Apart from the great food and other functions such as package pickup, ATM, copier, and bill payment, konbini offer something less tangible but more profound, simply in their role as places to go to. Marketing and consumer behavior researcher David Marshall proposes that konbini are lifestyle centers for young people, and, combining “konbini” with “well-being,” he has coined the phrase “well-konbeing.” Marshall asked 453 university students to rate statements like “Shopping at konbini contributes to my overall quality of life,” “Konbini contribute to my social well-being,” and “Konbini play an important role in the community,” on a scale from 1 (strongly agree) to 7 (strongly disagree), and all garnered scores around 3, indicating agreement.

Similarly, sociocultural anthropologist Gavin Whitelaw draws on sociologist Ray Oldenburg’s notion of “third places,” places such as main streets, pubs and post offices that are distinct from “first places,” homes, and “second places,” work, which encourage easygoing communication across social strata. Konbini are not exactly like these third places as Oldenburg describes them, but something akin to them, fulfilling a vital social purpose in Japan. Whitelaw calls them a “place between places,” noting that they are “anonymous, silent, and distancing, but also close, comforting, and possessing a certain affect of their own.” They are places to be, for their own sake, spots to pass through and feel some connection with life’s processes. One young informant of Whitelaw described konbini as “like the air you breathe.”

Surely the protagonist of Sayaka Murata’s Akutagawa-prizewinning novel “Convenience Store Woman,” Keiko Furukura, would concur. Furukura calls convenience stores a “forcibly normalized environment,” which sounds a bit brutal, but also describes her joy each morning as she greets customers who come into her store: “I love this moment. It feels like ‘morning’ itself is being loaded into me. The tinkle of the door chime as a customer comes in sounds like church bells to my ears. When I open the door, the brightly lit box awaits me — a dependable, normal world that keeps turning. I have faith in the world inside the light-filled box.”
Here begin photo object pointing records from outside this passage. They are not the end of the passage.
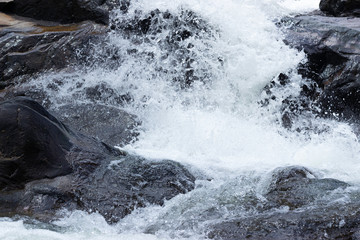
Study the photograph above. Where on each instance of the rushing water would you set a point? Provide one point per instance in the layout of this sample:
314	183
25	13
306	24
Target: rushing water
198	101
A classic New Yorker magazine cartoon created by Mick Stevens portrays a dismal landscape with a bottle, can, tire and pencil lying on their sides, along with some indistinguishable objects, and the caption, “Life Without Mozart.” When I think of life without konbini, it is this image that springs to mind.

Kate Elwood

Elwood is a professor of English at Waseda University’s School of Commerce.